La anciana Hua tomó dos del suelo, señalando los cuatro restantes:
—Despelléjalos todos.

Dos niños, cinco mujeres, cuatro eran suficientes para compartir.

Entendiendo esto, Hua Chengtian no perdió más palabras, llevando unos cuantos conejos al patio trasero, y el anciano Hua lo siguió rápidamente, sin olvidarse de traer otro cuchillo.

La familia tenía cuchillos adicionales porque el padre y el hijo, queriendo mejorar la vida de la familia, ocasionalmente iban a la parte trasera de la montaña, y por seguridad, apretaron los dientes y compraron estos dos cuchillos, que también podían ser usados para defensa propia.

Mientras tanto, Qi, como anfitriona, dejó sus cosas e iba a la cocina a buscar agua, y no pasó mucho tiempo antes de que trajera algo de agua.

Los invitados que llegan siempre deben ser tratados con la etiqueta adecuada.

—Vengan, vengan, tomen un poco de agua primero.

Después de andar un rato afuera, todos estaban realmente un poco sedientos.

Al ver a Qi traer agua, no se anduvieron con ceremonias y bebieron uno tras otro.

Hua Jin y su hermano sacaron los taburetes de casa, y luego los hermanos recibieron una ronda de elogios de todos.

Cosas como ser sensatos, bien educados, todas buenas palabras, haciendo que la anciana Hua y Qi sonrieran satisfechas.
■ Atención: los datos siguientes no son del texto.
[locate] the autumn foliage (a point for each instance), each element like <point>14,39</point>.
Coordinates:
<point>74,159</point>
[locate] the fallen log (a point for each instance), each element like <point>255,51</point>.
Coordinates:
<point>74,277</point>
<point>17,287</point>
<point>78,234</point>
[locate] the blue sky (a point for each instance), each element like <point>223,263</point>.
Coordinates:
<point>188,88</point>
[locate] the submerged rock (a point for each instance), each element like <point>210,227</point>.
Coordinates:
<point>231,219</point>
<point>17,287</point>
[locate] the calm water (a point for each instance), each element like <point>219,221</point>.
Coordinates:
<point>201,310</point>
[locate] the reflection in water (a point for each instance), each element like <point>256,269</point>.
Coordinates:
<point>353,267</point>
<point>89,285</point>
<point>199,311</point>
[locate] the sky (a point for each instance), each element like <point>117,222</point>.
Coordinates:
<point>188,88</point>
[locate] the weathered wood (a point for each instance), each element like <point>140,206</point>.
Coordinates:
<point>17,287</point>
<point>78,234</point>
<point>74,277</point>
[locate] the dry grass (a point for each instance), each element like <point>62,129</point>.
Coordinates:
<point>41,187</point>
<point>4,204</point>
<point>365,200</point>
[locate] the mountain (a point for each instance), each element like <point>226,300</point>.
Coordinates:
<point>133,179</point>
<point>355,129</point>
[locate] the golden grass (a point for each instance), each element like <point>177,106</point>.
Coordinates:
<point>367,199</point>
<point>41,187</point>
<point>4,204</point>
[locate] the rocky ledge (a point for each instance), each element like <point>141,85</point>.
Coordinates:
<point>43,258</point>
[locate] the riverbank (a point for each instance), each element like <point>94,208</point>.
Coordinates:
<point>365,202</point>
En medio de charlas y risas, la anciana Hua notó que la familia de Sun Tu seguía mirando hacia el patio trasero y dijo en broma:
—¿Qué, ya no pueden esperar más?

—Tía, tus ojos son agudos.

Rara vez veo carne, así que realmente no puedo esperar, jaja…

—diciendo esto, ella se rió primero.

—¡Tú!

Me atrevo a decir, si se trata de tener piel gruesa en nuestro pueblo, nadie se atrevería a reclamar el segundo lugar si tú reclamas el primero.

—Tomo las palabras de la tía como un cumplido.

Como dice el refrán, una cara gruesa llega a comer carne, y pronto estaré comiendo carne.